Ean stared at her with red-rimmed eyes, tearless but burning. “I…never imagined he knew me so completely.”
“I told my brother you would never be so ridiculous, so egocentric, as to imagine yourself the sole cause of the realm’s misfortune.”
Ean frowned at her.
“Whose game is this anyway?” she demanded brusquely then. “Yours?”
Her abrupt tone injured his already raw sensitivities. “Well…no, but—”
“Did you craft the rules? Did you choose the players? Is the game board of your design? Or maybe you were the one who established what parameters would be used to measure success or failure? Was any of this your creation, Ean?”
“No,” he admitted, “but—”
“And did you invite the damnable creatures into Alorin? Did you open a window into our realm that they might partake of the view and desire it?”
“No!” he hissed, revolted by the very thought.
She arched an imperious chestnut brow. “Well then. Like I told my brother, I cannot imagine any man I love being so foolish, so self-centered—so absurdly unintelligent as to suppose himself the sole cause of the realm’s misfortune and subsequent foundering.”

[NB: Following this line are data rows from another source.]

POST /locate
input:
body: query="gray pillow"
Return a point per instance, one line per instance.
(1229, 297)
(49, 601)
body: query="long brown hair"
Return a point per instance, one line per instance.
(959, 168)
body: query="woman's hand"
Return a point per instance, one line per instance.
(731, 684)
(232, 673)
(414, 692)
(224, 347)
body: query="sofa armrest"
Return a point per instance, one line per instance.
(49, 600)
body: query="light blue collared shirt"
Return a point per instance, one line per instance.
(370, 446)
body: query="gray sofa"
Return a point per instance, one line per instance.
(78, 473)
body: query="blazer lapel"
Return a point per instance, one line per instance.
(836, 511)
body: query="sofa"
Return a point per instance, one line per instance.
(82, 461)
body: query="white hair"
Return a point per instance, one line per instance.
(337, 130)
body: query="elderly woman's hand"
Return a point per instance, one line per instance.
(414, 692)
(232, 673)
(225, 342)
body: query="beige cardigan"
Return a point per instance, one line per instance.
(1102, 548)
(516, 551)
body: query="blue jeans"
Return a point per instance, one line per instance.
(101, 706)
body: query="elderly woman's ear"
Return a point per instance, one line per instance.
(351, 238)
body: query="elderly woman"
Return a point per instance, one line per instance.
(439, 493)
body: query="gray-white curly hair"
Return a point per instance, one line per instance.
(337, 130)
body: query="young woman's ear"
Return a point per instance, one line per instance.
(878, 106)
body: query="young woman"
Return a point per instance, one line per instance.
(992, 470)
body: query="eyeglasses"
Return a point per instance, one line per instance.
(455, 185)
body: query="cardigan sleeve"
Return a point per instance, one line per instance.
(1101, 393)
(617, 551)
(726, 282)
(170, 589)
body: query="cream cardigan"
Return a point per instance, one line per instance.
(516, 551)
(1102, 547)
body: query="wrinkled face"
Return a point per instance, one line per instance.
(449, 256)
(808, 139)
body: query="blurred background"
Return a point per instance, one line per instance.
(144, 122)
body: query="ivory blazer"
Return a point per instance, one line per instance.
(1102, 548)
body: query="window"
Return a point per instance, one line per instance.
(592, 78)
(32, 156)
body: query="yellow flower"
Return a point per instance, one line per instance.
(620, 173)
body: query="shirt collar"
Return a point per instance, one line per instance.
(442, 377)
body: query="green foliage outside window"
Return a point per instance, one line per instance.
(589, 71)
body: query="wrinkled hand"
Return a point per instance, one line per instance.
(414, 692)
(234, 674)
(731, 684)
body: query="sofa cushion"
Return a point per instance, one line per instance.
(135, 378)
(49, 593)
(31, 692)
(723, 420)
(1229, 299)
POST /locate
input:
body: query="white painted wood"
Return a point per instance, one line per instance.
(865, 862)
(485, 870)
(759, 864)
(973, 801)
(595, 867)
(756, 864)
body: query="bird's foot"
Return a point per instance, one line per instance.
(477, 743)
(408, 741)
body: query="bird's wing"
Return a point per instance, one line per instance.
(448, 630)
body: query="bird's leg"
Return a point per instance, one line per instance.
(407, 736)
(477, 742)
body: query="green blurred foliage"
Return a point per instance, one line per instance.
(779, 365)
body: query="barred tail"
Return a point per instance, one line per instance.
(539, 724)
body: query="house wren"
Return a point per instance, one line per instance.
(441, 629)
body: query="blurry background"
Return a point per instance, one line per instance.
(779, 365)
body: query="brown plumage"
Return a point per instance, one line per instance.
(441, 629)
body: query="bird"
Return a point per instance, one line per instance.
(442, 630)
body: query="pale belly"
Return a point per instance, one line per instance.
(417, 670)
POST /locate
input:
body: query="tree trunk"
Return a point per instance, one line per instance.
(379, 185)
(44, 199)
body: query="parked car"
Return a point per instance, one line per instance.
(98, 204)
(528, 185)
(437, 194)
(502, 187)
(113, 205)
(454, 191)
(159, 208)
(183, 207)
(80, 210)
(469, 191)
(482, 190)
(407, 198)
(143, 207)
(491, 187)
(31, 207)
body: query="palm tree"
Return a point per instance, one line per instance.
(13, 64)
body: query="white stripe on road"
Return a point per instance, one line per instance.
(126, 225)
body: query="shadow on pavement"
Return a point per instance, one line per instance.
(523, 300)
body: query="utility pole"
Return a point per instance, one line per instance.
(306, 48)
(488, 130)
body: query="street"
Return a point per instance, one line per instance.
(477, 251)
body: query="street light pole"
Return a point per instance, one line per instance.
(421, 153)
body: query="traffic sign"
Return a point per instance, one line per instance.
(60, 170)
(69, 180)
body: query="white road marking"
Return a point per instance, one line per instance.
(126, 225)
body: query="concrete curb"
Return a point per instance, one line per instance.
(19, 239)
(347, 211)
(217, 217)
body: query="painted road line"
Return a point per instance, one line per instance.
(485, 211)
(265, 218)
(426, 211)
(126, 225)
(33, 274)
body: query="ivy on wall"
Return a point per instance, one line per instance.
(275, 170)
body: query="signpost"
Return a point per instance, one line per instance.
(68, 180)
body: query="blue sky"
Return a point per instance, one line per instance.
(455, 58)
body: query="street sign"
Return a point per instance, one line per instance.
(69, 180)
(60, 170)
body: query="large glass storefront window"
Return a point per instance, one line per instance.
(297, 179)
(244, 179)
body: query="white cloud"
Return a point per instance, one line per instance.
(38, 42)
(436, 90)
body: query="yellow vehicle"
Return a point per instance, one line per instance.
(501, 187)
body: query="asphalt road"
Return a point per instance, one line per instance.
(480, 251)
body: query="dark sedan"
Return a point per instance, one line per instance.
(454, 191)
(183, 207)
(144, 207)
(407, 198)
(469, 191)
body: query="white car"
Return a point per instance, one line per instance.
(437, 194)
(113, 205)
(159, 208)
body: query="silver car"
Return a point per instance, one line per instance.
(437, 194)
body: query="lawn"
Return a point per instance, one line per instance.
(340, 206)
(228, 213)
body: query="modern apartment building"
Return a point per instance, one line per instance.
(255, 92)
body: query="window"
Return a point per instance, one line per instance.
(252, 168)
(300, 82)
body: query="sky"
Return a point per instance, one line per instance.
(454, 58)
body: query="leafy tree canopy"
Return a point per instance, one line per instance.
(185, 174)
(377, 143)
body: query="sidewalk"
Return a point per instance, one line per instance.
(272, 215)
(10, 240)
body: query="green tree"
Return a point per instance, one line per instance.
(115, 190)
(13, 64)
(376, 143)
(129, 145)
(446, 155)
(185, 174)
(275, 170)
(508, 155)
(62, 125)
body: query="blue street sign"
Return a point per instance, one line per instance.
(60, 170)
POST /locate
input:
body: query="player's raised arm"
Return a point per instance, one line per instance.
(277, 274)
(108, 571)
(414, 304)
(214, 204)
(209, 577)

Ean stared at her—all thoughts of the Malorin’athgul had vanished the moment she’d said the words.
…the man I love…
“Isabel,” he managed, nearly choking over her name, his gaze hot upon her face. “You…love me?”
Her lips twitched with the shadow of a smile. “Is that what I said?”
“I’m certain that you did,” he told her seriously.
She gave an inconsequential shrug, sighed. “Then I suppose it must be true. Epiphany’s Prophet never lies.”
“Isabel!” he grabbed her hand and gazed imploringly at her. The blindfold was meaningless to him—arousing admittedly—but clearly no barrier to her vision. He knew she saw him, and he imagined he saw her behind its silken folds. “Do not torment me with simple teasing, I beg you. Not about this.”
“If I meant to torment you with teasing, my lord,” she returned in that velvet voice that nearly drove him insane with wanting her, “I assure you I would find better ways of doing so.”
Ean stood and swept the table out from between them. He grabbed her up into his arms, bound and close, his mouth just inches from hers, their gazes locked as if the blindfold did not exist. “I have never loved anyone but you,” he confessed hoarsely, his voice gruff with desire. He ran his lips along the graceful arch of her neck, feeling her shiver and wanting her all the more.
“Prove it,” she purred, sending a thrill of pleasure through him.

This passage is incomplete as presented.